I head back to the backpackers, grab my laptop, find a local bistro, order a light beer and a steak, and rattle off my spiel. In an hour, I’m back at the Powerhouse Theatre, watching Anthony Hamilton’s stunning full-length dance work Black Project 1. It’s everything I’ve been craving since I got here: rigorous, intelligent, distilled, wordless yet devastatingly eloquent of the world we live in, and the catastrophe we’re living through. Technology isn’t merely utilized or even incorporated so much as inscribed into the dancers’ bodies and movements, as they alternately merge with the set and tear it apart before finally vanishing.
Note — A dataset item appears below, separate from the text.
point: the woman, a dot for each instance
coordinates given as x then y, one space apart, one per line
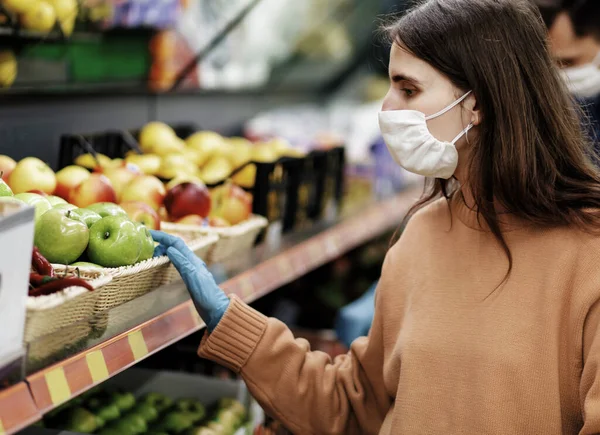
487 317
Living in Perth, I haven’t seen Anthony’s work for ten years; we shared transport from Brisbane Airport the other night, exchanged friendly greetings, and I recalled that much more light-hearted earlier show. ‘Oh, this one’s a bit different,’ he said. Nothing could have prepared me.
Once again, I compare notes with Minneapolis. Yep, the real thing at last, we agree. We climb up onstage as the audience disperses and inspect the remains of the set, like a crime scene. I want to linger and talk to Anthony, but he’ll be a while, scrubbing off the black stuff he was covered in from head to toe, skin, face, clothes and all. I need to go home and get some sleep. Tomorrow’s a big day.
I walk back through the balmy Brisbane night and run through my pitch in my head. I’m glad I came back and saw Anthony’s piece. I feel more confident now about my own. Even though they’re worlds apart in terms of form, content or sheer level of craft, I’ve been reminded that theatre can be real.